If you want to see something ripped apart, go to IPU Burnaby for the shark feeding. Risking your fish and torturing the mouse all to post a "cool" video on YouTube or for your own sick, juvenile entertainment is stupid for all the reasons stated above, but if you are going to do it I'd suggest not posting the vid on here. 

Of course, another solution to the "bred for food" thing is to find a neighbour with a cat...


----------



## ThePhoenix (Jul 23, 2012)

I wont be filming it


----------



## Claudia (Apr 21, 2010)

Well if u change your mind and want to keep the little guy I will b selling some hamster/mice cages and accesories......just saying


----------



## Diztrbd1 (Apr 21, 2010)

lol at the 1978 movie Piranha.... not that Jaws (film) hadn't already created a fear of swimming in the ocean, Piranha came out and made me a bit worried about swimming in lakes and rivers when I was younger lol
Phoenix, in the event your fish don't ever eat the mouse ...before he drowns anyway lol lemme know and I'll take him off your hands. 
Also it's "bred" not "bread"


----------



## charles (Apr 21, 2010)

your RBP is not killing your other fish in the same tank should be a sign on how aggressive a RBP is.

On the other hand, put a black rom. in your tank, you will soon discover your other fish missing or at least part of it missing.


----------



## macframalama (Apr 17, 2012)

now that my rbp are settled in there getting nastier and nastier , feeding used to be hit or miss for excitement , now that they have a regular feeding schedule and are more comfortable with there surroundings they are really starting to show pack feeding its pretty neat, I will post a vid tomorow of mine eating a big ole hunk of tilapia and that will provide piranha feeding frenzy entertainment for the day anyways, i would have posted today but i already fed them.. 

and they made a big ole mess, which is the downside to entertaining feedings, when its pellet time , no clean up which is nice,


----------



## ThePhoenix (Jul 23, 2012)

macframalama said:


> they made a big ole mess, which is the downside to entertaining feedings, when its pellet time , no clean up which is nice,


You know my RBP doesnt make a mess! I buy him feeders every weekend, and he doesnt leave ONE piece behind. he finishes every last scrap.



Claudia said:


> Well if u change your mind and want to keep the little guy I will b selling some hamster/mice cages and accesories......just saying


LOL


----------



## ThePhoenix (Jul 23, 2012)

Diztrbd1 said:


> Phoenix, in the event your fish don't ever eat the mouse ...before he drowns anyway lol lemme know and I'll take him off your hands.
> Also it's "bred" not "bread


Deal.... and thank you, I wont be making that mistake again


----------



## Keri (Aug 2, 2010)

There is no reason (other than your own entertainment) to feed a live mouse to this fish, if you buy a frozen one and thaw it it would work just as well and not be cruel to the mouse or put the fish at risk.


----------



## macframalama (Apr 17, 2012)

the mess phoenix is caused by them all latching on and trying to go in 7 directions at once, they go around after the melee and clean up but by that time the filters , overflow sump all end up with chunks and small its and bits and thats how you get a amonia spike , by not doing massive frequent water changes those hunks could become toxic, thats why a filter sock on your downpipe is a good idea takes 5 seconds each day and no big unwanted debris gets in the sump.

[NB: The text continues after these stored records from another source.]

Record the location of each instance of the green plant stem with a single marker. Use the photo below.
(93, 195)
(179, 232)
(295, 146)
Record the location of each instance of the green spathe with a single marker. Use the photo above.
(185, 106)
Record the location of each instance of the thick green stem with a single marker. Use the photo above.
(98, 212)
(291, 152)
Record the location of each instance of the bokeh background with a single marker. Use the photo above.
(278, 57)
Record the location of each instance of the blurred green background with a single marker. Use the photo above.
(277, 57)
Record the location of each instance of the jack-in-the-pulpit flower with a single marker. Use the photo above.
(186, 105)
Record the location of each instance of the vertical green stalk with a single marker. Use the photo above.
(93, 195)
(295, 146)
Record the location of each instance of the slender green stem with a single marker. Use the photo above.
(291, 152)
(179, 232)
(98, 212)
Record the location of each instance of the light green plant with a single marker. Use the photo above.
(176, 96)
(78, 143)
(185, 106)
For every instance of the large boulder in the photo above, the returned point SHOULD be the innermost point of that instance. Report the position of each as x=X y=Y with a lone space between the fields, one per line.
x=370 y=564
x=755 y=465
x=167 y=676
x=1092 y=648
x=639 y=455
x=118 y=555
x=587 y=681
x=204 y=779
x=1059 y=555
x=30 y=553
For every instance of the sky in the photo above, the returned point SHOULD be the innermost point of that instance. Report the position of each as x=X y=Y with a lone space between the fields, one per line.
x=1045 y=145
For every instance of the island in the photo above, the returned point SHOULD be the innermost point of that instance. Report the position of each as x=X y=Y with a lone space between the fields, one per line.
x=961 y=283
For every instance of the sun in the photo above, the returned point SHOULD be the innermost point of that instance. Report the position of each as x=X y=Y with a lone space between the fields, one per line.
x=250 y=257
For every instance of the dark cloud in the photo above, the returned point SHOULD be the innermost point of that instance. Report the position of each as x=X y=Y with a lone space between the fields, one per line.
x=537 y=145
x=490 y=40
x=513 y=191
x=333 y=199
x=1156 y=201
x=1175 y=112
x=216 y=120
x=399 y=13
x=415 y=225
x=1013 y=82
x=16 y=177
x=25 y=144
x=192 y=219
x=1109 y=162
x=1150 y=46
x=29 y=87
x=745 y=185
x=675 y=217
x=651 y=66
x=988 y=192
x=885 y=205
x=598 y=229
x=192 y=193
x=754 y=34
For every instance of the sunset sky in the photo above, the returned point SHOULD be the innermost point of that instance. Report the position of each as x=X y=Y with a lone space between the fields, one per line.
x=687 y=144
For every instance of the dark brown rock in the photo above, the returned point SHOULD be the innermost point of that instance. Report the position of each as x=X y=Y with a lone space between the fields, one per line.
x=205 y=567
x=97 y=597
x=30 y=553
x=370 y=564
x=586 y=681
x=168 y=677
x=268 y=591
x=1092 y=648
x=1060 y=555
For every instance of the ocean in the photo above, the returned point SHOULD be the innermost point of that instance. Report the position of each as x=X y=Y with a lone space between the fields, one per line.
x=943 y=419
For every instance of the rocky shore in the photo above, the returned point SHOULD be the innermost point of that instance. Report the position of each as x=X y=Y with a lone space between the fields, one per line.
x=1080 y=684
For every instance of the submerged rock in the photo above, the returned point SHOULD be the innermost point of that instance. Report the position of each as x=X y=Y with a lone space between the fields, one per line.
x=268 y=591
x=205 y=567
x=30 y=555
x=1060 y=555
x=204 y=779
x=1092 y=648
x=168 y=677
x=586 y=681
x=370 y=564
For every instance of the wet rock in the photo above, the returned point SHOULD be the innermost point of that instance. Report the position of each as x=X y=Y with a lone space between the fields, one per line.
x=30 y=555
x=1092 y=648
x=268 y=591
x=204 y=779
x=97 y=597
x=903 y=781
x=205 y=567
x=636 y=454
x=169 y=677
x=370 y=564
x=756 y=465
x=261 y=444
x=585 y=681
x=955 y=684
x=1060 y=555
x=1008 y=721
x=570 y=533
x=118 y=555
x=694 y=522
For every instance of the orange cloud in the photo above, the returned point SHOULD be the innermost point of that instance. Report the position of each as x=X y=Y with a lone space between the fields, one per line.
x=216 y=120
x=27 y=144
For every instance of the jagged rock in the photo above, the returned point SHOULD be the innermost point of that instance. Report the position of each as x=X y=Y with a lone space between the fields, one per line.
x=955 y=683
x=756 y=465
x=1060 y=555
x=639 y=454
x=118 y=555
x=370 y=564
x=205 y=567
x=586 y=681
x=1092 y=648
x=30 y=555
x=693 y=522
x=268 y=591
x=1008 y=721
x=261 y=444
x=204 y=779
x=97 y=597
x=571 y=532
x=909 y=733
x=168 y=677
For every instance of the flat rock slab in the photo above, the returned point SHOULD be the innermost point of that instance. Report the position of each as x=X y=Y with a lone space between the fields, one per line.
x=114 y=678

feeding small pieces is a better way to feed ... however 7 big ole fishies ripping a hunk of meat is a lot of fun to watch, when they go.... buddy they go, just a bunch of teeth and silver flashes ... pretty neat, so either buy some more rbp's and rehome the bb, or you could find a pack of rbp's near your guys size and make a trade for a better tank mate , OR.... whenever we meet up one day i'll take your rbp and i will swap you for a flowerhorn, or another fish i have on hand whatever tickles your fancy at the time, and your loner can join my pack.....
your call , good excuse to come to the island..


----------



## ThePhoenix (Jul 23, 2012)

Keri, it isnt cruel to the mouse, he was bred to be food. You only think its cruel because you think the mouse is cute.

And you dont think freezing a mouse to death isnt cruel either? come on. we own meat-eating fish.

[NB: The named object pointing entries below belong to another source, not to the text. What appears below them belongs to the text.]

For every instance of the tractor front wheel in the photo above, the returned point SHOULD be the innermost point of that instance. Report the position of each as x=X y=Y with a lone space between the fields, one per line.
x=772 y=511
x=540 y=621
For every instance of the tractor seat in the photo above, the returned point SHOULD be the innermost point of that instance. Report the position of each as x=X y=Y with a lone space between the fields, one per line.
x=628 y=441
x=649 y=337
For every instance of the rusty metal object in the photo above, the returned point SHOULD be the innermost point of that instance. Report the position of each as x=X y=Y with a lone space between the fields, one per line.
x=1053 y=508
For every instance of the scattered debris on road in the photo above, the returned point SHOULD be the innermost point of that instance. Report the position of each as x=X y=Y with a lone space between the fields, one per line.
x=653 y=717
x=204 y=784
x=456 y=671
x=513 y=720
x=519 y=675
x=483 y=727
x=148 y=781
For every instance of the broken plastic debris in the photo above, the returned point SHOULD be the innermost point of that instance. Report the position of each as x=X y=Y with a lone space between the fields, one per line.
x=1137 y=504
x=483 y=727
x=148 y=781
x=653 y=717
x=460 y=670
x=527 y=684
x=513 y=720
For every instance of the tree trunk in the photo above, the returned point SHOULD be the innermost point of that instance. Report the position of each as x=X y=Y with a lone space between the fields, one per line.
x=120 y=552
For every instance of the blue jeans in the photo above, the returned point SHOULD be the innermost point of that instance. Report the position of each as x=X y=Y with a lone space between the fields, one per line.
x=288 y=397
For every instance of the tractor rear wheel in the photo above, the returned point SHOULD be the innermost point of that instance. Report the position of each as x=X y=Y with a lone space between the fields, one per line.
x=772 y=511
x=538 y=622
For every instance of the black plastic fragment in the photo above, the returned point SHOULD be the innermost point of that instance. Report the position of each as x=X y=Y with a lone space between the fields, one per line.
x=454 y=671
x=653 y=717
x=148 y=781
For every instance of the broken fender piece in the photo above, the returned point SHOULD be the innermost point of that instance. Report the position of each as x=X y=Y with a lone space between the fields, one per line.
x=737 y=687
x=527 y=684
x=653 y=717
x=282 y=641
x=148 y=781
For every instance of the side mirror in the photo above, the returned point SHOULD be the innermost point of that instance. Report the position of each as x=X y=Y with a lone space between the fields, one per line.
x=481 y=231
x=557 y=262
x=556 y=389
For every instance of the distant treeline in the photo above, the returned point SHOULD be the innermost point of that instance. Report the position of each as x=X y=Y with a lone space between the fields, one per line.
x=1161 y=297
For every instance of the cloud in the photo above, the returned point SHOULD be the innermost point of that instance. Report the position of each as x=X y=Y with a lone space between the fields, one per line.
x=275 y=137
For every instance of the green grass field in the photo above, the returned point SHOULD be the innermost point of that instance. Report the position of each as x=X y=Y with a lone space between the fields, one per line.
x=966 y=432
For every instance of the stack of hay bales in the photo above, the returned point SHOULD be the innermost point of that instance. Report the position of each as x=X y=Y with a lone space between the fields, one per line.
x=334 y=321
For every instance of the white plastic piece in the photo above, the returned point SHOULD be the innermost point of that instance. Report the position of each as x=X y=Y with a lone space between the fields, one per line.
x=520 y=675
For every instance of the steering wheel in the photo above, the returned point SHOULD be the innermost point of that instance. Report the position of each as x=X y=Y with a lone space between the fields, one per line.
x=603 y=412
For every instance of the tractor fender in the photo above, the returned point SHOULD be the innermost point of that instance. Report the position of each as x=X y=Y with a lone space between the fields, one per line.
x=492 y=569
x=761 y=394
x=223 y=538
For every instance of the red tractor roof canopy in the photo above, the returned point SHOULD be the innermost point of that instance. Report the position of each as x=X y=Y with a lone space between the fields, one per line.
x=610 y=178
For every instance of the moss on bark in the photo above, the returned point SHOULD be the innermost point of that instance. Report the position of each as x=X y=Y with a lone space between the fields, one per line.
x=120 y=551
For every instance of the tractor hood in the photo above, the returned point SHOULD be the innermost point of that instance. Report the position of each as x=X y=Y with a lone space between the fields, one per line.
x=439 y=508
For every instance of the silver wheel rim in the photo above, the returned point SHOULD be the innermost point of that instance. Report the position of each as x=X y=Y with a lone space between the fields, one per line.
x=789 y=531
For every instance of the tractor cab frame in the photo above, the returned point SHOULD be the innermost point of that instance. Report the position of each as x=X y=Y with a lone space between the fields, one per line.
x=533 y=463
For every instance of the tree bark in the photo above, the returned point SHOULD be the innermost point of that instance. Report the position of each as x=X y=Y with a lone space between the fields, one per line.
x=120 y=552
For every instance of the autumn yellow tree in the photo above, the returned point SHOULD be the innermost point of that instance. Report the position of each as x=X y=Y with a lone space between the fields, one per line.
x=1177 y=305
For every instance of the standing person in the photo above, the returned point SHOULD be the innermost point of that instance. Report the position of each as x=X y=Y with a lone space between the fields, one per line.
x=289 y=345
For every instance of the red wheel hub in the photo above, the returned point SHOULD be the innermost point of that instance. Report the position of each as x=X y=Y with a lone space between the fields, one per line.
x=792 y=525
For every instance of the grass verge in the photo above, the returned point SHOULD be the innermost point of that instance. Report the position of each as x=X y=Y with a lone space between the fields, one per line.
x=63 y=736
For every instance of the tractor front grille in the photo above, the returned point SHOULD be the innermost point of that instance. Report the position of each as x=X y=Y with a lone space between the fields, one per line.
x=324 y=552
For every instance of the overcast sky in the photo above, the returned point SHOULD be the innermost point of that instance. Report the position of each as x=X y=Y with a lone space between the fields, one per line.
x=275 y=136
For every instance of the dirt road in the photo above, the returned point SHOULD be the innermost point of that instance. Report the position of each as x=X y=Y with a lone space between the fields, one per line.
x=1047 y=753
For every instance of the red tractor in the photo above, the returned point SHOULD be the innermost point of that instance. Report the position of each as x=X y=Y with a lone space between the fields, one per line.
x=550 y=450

I expected this kind of response on facebook, but not here. We're all supposed to understand eachother because we all love to care for our fish.


----------



## Kimrocks (Aug 30, 2011)

But what if . . .

Reincarnation, is it real? Do animals reincarnate? Will my pet return to me? | Pet Chatter


----------



## ThePhoenix (Jul 23, 2012)

^*rolls eyes*

haha


----------



## Claudia (Apr 21, 2010)

So maybe that piranha is a reincarnation of another fish or mouse u fed before to another of your fish and thats why he doesnt want to eat this mouse...now makes sence. I will get a cage ready for u


----------



## ThePhoenix (Jul 23, 2012)

This is the first mouse I have ever bought in my life.


----------



## Diztrbd1 (Apr 21, 2010)

ThePhoenix said:


> Keri, it isnt cruel to the mouse, he was bred to be food. You only think its cruel because you think the mouse is cute.
> And you dont think freezing a mouse to death isnt cruel either? come on. we own meat-eating fish.
> I expected this kind of response on facebook, but not here. We're all supposed to understand eachother because we all love to care for our fish.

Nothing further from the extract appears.